The first of seven fire engines pulled up six minutes later, and within a few minutes the fire was out, said Assistant Chief Martin Pettingill of Clearwater Fire Rescue.

But it was too late for Smith's home.

"It got pretty intense pretty quickly," Pettingill said.

The cause of the fire was under investigation Wednesday night.

Smith's aunt, Verna White, who lives in the adjoining unit, was already out on the front lawn, safe. She said her 72-year-old disabled mother was gone, thankfully, having been taken to a hospital the night before.

White said she had run back inside with a neighbor to get her oxygen tanks out of the fire's path.

People were still clustered up and down the block, shaking their heads, looking at the canary-colored house with the blown-out windows. Firefighters were going in and out past the pink dirt bike and the wheelchair still leaning on the porch.

Inside Smith's apartment, everything was charred, a flat black coating over the table lamps and a wicker bookshelf.

On his hip was a plastic laundry basket piled with a set of cloths that someone had brought from the Martin Luther King Center at the end of the street.

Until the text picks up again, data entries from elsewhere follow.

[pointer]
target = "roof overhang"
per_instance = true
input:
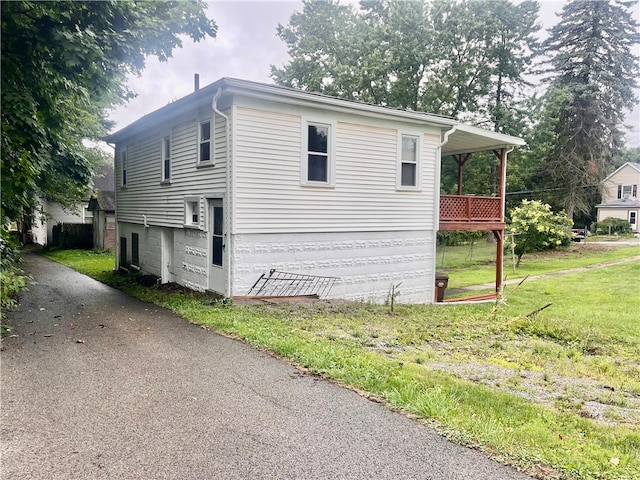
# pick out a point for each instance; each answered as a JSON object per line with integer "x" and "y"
{"x": 469, "y": 139}
{"x": 461, "y": 139}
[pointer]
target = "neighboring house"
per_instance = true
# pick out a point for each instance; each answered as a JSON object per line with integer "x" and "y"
{"x": 103, "y": 206}
{"x": 239, "y": 178}
{"x": 620, "y": 195}
{"x": 49, "y": 214}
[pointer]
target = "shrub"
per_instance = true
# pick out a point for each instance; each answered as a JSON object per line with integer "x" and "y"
{"x": 456, "y": 238}
{"x": 537, "y": 228}
{"x": 12, "y": 278}
{"x": 613, "y": 225}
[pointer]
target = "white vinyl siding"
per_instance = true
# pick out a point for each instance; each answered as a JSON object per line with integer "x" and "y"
{"x": 205, "y": 141}
{"x": 269, "y": 197}
{"x": 409, "y": 161}
{"x": 163, "y": 204}
{"x": 613, "y": 185}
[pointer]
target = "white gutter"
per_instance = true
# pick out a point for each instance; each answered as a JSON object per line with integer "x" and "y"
{"x": 227, "y": 197}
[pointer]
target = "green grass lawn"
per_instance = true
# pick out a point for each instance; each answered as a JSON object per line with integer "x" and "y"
{"x": 557, "y": 392}
{"x": 474, "y": 265}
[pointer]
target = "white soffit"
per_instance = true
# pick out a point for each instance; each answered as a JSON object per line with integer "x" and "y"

White's apartment was better, but it still had a gray wash of smoke. She said firefighters were still not letting her take a closer look, and she was itching to check up on her three pit bull puppies - also reportedly safe - hiding out somewhere in the back yard.

Around back, pieces of roof were dripping over the edge down Smith's bedroom window.

And lying amid the shards of glass was the air conditioner, planted face-down in the mud.